2.4. Machine Learning Algorithms
The following machine learning algorithms available at scikit-learn (https://scikit-learn.org/stable/ accessed on 15 May 2020) were used in this study: Logistic Regression (logR), Gaussian Naive Bayes (gNB), Support Vector Machine (SVM), Decision Trees (DT), Random Forest (RF), K-Nearest Neighbors (KNN), Linear Discriminant Analysis (LDA), Multinominal Naive Bayes (mNB), AdaBoost Classifier (ABC), Gradient Boosting Classifier (GBC), ExtraTrees Classifier (ETC), and Bagging Classifier (BC). The default algorithm parameters, along with custom optimal parameters, are provided with the source code of the ML framework at the project’s GitHub site (see Data Availability section below), and in Supplementary Materials (Supplementary Table S15).
2.5. Determination of Optimal Machine Learning Framework
For each bacterial species and antibiotic combination, machine learning algorithms were trained and tested on whole genome genotype (all genes) and AST phenotype data. The performance metrics, namely, recall, precision, F1 score, area under the receiver operating characteristic (AU ROC), and area under the precision-recall curve (AUPR) were computed for both training and test datasets (referred to as training performance and test performance respectively) under 6-fold, nested 10-fold, and leave-one-out (Loo) cross-validations. The performance was assessed as the average over n-round accuracies in an n-fold cross-validation. The model that yielded the maximal overall accuracy (F1 score) was selected as the optimal model, and following this, the most important features (genes) were enlisted for further analysis as described below.

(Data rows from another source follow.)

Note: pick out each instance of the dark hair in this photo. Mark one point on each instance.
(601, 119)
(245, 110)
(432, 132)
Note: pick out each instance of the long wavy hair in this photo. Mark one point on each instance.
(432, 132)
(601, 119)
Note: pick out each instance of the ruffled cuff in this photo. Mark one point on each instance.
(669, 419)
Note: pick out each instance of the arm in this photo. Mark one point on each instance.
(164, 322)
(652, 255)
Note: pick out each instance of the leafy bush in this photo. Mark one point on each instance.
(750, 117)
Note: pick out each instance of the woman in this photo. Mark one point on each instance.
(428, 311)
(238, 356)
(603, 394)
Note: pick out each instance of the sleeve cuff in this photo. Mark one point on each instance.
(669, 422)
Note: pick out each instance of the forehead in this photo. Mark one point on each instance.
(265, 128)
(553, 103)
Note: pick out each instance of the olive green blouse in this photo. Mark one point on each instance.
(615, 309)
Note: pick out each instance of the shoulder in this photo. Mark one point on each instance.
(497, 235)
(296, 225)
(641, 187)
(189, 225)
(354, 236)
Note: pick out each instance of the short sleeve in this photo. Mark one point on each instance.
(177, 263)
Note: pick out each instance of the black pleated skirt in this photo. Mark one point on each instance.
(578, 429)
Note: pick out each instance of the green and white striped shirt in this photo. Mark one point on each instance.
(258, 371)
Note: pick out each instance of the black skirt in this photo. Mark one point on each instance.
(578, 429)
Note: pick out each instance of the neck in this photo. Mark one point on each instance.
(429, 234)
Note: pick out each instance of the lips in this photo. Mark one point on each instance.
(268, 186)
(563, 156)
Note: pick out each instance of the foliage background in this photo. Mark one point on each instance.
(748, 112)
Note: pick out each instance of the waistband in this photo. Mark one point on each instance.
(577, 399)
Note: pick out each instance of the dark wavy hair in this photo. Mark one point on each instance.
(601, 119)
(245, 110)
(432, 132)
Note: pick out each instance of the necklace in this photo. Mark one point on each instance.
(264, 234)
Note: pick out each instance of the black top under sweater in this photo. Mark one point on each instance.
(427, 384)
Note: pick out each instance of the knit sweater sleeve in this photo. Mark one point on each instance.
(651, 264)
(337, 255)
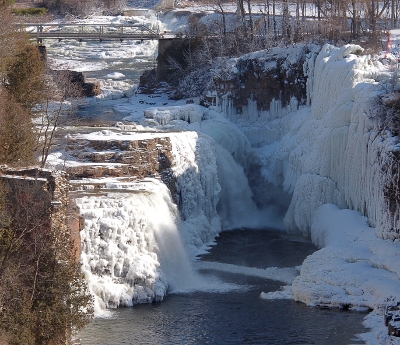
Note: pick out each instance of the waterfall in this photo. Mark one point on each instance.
(132, 251)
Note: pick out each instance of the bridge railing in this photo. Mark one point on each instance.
(90, 31)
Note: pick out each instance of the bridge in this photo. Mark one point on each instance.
(84, 32)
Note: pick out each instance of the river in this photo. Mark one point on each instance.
(235, 316)
(232, 317)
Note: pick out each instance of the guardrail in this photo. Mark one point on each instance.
(100, 32)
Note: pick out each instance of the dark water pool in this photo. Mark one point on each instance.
(233, 317)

2.6. Identification of Novel AMR Genes/Loci
First, the performance of machine learning algorithms was assessed using all genes in each round of training, validation, and testing under 6-fold cross-validation procedure (referred to as “All set” henceforth). Second, a set of genes that were deemed important for prediction consistently in each round, that is, in the discrimination of resistant strains from susceptible strains, were used along with phenotypes for training, validating, and testing the machine learning algorithms (“Intersection set”). Third, as many genes as in the intersection set were randomly sampled from All set and then used for training, validating, and testing of machine learning algorithms; performance averaged over ten such random replicates was assessed for each algorithm (“Random set”). This procedure is similar to that described in our previous study [12]. As the performance with Intersection set is comparable or better than with All set, we screened the Intersection set for genes that have not yet been implicated in AMR and subjected them to homology modeling followed by computational docking experiments involving the predicted structures of their protein products and those of the antibiotics that are neutralized by strains containing these genes. We focused on strains that are resistant to specific antibiotic(s) but lack genes known to confer resistance to those antibiotics.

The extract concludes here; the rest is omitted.